The dataset or tool should be made available at the time of submission of the paper for review but will be considered confidential until publication of the paper. The dataset or tool should include detailed instructions about how to set up the environment (e.g., requirements.txt), how to use the dataset or tool (e.g., how to import the data or how to access the data once it has been imported, how to use the tool with a running example).
At a minimum, upon publication of the paper, the authors should archive the data or tool on a persistent repository that can provide a digital object identifier (DOI) such as zenodo.org, figshare.com, Archive.org, or institutional repositories. In addition, the DOI-based citation of the dataset or the tool should be included in the camera-ready version of the paper. GitHub provides an easy way to make source code citable (with third tools and with a CITATION file).
Data and Tools showcase submissions are not: * empirical studies, or * datasets that are based on poorly explained or untrustworthy heuristics for data collection, or results of trivial application of generic tools.
If custom tools have been used to create the dataset, we expect the paper to be accompanied by the source code of the tools, along with clear documentation on how to run the tools to recreate the dataset.
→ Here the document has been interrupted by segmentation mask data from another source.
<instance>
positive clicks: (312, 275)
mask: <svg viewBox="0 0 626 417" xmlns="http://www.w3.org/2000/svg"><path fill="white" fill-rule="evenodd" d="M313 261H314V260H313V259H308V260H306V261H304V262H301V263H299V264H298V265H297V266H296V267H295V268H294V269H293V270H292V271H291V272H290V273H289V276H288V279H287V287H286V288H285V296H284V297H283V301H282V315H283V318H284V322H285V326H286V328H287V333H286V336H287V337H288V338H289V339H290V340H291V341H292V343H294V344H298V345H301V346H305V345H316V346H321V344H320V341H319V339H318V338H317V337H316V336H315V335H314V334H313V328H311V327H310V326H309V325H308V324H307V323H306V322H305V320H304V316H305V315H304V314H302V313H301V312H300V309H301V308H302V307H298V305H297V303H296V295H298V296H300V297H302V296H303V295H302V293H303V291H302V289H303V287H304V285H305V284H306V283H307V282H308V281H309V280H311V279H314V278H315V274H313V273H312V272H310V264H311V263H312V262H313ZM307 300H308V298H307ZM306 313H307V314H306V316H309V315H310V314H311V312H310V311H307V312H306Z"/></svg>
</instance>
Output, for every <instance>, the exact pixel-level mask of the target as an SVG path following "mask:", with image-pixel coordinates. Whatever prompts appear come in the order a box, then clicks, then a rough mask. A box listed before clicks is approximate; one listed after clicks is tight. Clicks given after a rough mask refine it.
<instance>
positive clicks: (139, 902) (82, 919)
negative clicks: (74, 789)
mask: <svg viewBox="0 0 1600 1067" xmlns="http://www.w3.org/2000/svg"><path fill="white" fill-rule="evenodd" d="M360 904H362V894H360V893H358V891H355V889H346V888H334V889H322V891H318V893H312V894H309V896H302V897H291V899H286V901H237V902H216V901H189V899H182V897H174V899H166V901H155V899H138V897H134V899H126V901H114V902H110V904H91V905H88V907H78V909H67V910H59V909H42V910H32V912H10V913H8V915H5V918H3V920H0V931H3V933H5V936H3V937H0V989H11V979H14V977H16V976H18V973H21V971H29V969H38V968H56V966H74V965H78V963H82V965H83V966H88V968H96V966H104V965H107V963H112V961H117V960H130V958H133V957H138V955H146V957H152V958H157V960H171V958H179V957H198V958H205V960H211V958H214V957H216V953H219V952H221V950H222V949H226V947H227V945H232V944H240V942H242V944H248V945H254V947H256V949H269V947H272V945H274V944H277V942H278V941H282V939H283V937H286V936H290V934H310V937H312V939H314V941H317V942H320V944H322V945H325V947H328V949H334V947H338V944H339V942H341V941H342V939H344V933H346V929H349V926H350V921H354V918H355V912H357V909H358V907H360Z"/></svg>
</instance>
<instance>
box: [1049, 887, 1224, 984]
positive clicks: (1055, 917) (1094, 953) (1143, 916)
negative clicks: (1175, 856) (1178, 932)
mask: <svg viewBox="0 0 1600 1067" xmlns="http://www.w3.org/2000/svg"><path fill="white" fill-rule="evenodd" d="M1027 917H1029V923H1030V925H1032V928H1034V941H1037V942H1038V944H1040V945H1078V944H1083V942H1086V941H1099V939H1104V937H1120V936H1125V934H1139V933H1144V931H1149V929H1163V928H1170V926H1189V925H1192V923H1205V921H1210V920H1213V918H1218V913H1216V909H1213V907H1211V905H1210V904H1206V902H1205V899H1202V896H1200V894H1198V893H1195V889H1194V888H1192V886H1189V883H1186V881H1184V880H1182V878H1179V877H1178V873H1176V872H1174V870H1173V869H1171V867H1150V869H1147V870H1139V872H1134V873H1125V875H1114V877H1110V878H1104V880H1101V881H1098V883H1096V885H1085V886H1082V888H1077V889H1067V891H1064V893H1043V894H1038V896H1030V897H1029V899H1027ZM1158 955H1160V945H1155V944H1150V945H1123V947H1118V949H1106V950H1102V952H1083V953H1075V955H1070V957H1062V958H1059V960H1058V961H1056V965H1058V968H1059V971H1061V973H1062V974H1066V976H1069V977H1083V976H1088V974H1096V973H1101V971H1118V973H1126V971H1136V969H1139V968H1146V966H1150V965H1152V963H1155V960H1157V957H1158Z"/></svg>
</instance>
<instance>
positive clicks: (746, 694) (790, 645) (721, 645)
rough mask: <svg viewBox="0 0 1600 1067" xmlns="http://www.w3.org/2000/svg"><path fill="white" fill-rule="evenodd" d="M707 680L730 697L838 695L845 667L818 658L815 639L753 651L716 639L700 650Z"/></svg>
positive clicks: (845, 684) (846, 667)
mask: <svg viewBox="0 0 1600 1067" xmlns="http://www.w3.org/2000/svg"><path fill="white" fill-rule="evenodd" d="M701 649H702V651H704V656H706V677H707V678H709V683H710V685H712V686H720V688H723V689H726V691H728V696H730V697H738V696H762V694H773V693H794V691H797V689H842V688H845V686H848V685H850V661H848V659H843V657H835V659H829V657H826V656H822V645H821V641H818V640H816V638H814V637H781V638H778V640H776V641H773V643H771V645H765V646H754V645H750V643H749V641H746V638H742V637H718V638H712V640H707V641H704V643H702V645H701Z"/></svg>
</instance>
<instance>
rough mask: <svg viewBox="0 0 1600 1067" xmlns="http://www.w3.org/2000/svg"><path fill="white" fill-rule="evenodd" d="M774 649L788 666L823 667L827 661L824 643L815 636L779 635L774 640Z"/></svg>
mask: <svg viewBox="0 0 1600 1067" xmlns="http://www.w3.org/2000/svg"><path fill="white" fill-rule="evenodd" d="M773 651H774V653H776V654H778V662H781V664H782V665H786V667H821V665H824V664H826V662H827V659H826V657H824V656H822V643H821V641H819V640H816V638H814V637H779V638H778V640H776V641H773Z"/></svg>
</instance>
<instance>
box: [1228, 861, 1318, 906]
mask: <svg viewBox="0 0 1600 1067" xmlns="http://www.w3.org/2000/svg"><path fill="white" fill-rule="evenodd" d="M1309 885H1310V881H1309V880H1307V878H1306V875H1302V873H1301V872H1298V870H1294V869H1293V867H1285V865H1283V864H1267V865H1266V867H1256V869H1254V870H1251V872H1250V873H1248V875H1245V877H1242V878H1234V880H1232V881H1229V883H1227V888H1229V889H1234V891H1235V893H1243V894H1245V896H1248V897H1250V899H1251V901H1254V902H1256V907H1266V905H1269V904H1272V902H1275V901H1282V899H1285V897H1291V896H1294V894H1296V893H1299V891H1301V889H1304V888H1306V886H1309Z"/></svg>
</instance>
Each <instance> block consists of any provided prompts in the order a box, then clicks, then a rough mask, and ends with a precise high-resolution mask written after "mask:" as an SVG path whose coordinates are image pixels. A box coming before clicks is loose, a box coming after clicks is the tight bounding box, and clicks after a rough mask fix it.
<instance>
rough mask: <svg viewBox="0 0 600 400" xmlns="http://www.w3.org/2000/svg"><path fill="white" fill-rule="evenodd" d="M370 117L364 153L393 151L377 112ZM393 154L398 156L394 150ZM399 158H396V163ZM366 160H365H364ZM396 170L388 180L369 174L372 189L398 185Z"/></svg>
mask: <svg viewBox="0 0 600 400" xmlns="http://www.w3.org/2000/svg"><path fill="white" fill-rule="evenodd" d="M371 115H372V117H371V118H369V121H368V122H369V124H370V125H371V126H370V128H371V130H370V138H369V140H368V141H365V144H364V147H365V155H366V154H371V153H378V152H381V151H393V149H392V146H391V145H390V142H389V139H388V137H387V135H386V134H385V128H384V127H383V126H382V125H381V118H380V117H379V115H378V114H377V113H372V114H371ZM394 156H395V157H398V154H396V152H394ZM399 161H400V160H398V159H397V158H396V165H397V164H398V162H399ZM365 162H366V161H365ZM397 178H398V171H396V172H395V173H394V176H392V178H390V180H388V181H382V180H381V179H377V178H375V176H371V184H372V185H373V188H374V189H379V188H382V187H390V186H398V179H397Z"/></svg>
The tools should be open source, accompanied by an appropriate license; the source code should be citable, i.e., refer to a specific release and have a DOI. If you cannot provide the source code or the source code clause is not applicable (e.g., because the dataset consists of qualitative data), please provide a short explanation of why this is not possible.
Evaluation Criteria
The Review Criteria for the Data/Tool Showcase submissions are as follows:
- value, usefulness, and reusability of the datasets or tools.
- quality of the presentation.
- clarity of relation with related work and its relevance to mining software repositories.
- availability of the datasets or tools.
Important Dates
- Paper Deadline: Thursday 26th January 2023
- Author Notification: Tuesday 7th March 2023
- Camera Ready Deadline: Thursday 16th March 2023
Submission
Submit your paper (maximum 4 pages, plus 1 additional page of references) via the HotCRP submission site: https://msr2023-data-tool.hotcrp.com/.
Submitted papers will undergo single-anonymous peer review. We opt for single-anonymous peer review (as opposed to the double-anonymous peer review of the main track) due to the requirement above to describe the ways how data has been used in the previous studies, including the bibliographic reference to those studies. Such a reference is likely to disclose the authors’ identity.
To make research datasets and research software accessible and citable, we further encourage authors to attend to the FAIR rules, i.e., data should be: Findable, Accessible, Interoperable, and Reusable.
Submissions must conform to the IEEE formatting instructions IEEE Conference Proceedings Formatting Guidelines (title in 24pt font and full text in 10pt type, LaTeX users must use \documentclass[10pt,conference]{IEEEtran}
without including the compsoc
or compsocconf
options).
Papers submitted for consideration should not have been published elsewhere and should not be under review or submitted for review elsewhere for the duration of consideration. ACM plagiarism policies and procedures shall be followed for cases of double submission. The submission must also comply with the IEEE Policy on Authorship. Please read the ACM Policy on Plagiarism, Misrepresentation, and Falsification and the IEEE - Introduction to the Guidelines for Handling Plagiarism Complaints before submitting.
Upon notification of acceptance, all authors of accepted papers will be asked to complete a copyright form and will receive further instructions for preparing their camera-ready versions. At least one author of each paper is expected to register and present the results at the MSR 2023 conference. All accepted contributions will be published in the conference electronic proceedings.